The Memento Meeting

Have you ever seen the movie Memento?
The plot follows the story of a man who has a brain injury and can’t make new memories last. Dory, the fish played by Ellen DeGeneres, in Finding Nemo had the same condition. Memento follows a different path than the adventures of Nemo. It’s a mystery designed around the question of memory. It actually goes from the end of the story back to the beginning. Every 15 minutes or so is an arc of the story which ends in a cliff hanger as the main character forgets what happened. He tried to make signposts for himself with Polaroids and tattoos to clue himself in. Then we’re taken back a little bit further and more is revealed to us which explains what’s happened in the movie’s timeline. Much like the protagonist, we’re only allowed to learn so much at a time. In the concluding moment of the movie, all is revealed to us and the enormity of the entire story finally makes sense. The movie is directed by Christopher Nolan who also is responsible for the mind-bending Inception.
It’s impossible to watch Memento and not try guessing ahead.
I recently had a full day meeting with a customer where I presented an opening story and also the closing chapter. It struck me as I started off that the topic of each slice of the agenda were like an arc of Memento. I wanted the audience to follow along attentively through the day and have a sense of closure at the end. So, in my opening I told them that this was a Memento meeting.

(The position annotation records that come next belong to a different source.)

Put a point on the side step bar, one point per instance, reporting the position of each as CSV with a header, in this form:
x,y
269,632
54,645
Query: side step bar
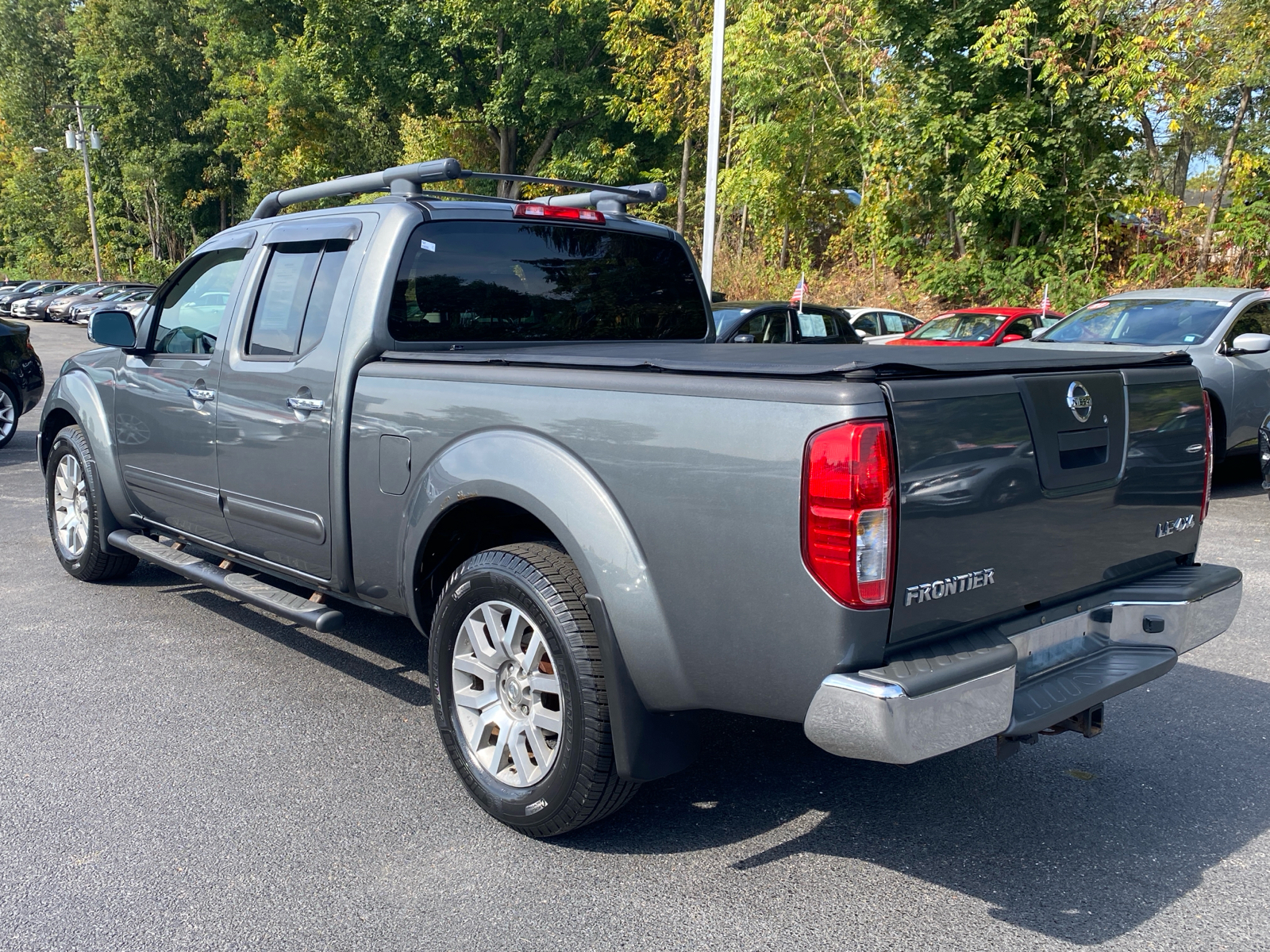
x,y
232,583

I looked around to make sure that key people were familiar with the concept and explained it as I led into the first part of the story.

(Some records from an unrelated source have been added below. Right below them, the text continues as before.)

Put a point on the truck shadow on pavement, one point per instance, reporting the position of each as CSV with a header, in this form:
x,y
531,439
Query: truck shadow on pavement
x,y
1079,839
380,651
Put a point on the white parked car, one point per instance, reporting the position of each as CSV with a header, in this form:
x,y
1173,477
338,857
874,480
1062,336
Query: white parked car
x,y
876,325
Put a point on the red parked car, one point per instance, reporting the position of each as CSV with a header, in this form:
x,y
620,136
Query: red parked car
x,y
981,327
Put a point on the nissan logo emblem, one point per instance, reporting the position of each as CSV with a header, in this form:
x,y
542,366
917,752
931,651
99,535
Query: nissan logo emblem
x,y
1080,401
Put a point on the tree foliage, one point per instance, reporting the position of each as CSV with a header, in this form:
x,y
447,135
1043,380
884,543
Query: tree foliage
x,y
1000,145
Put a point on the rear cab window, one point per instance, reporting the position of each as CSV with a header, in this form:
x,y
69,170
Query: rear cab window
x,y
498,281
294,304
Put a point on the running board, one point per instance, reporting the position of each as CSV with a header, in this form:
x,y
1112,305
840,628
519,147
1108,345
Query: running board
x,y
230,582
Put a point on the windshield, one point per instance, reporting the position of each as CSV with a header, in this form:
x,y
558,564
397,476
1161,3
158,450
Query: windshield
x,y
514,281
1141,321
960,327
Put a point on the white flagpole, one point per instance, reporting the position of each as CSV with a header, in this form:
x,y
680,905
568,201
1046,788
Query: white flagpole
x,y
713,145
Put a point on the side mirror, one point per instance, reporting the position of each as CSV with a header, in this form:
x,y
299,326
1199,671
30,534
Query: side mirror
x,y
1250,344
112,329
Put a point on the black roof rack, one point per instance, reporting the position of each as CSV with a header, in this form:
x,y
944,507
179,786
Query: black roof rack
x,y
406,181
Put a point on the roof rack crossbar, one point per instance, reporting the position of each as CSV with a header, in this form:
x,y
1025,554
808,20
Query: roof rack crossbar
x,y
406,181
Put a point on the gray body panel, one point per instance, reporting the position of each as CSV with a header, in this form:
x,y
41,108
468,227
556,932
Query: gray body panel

Throughout the day, I called attention to key points and told people to make a mental bookmark because we’d come back to it. Then, I’d tie that concept back to the previous one in order to add context. I also added a teaser that what we were discussing was just another step along the path to the meeting’s conclusion. By the time we reached the end, the room was where I wanted them to be and had all the concepts laid out before them. Storytelling to tease them along the way was exceptionally effective. I even left some mementos along the way to help them.
If you can make your audience take your idea as your own, you've truly succeeded.
If you can make your audience take your idea as your own, you’ve truly succeeded.
This was actually a tie to the other Christopher Nolan movie – Inception. The premise of that movie is that the protagonists want have one of the characters perform a task so unnatural that they could never actually be persuaded to do it. There would be no argument or coercion which would get the point across. They actually had to believe the idea was their own – Inception. It took lots of planning and adaptation in the movie. It takes continual reinforcement during a meeting as well. “You phrasing” helps a lot. In the end, the other participants have come to your conclusion and your idea is their idea. There’s nothing more powerful which can generate as much excitement and ownership.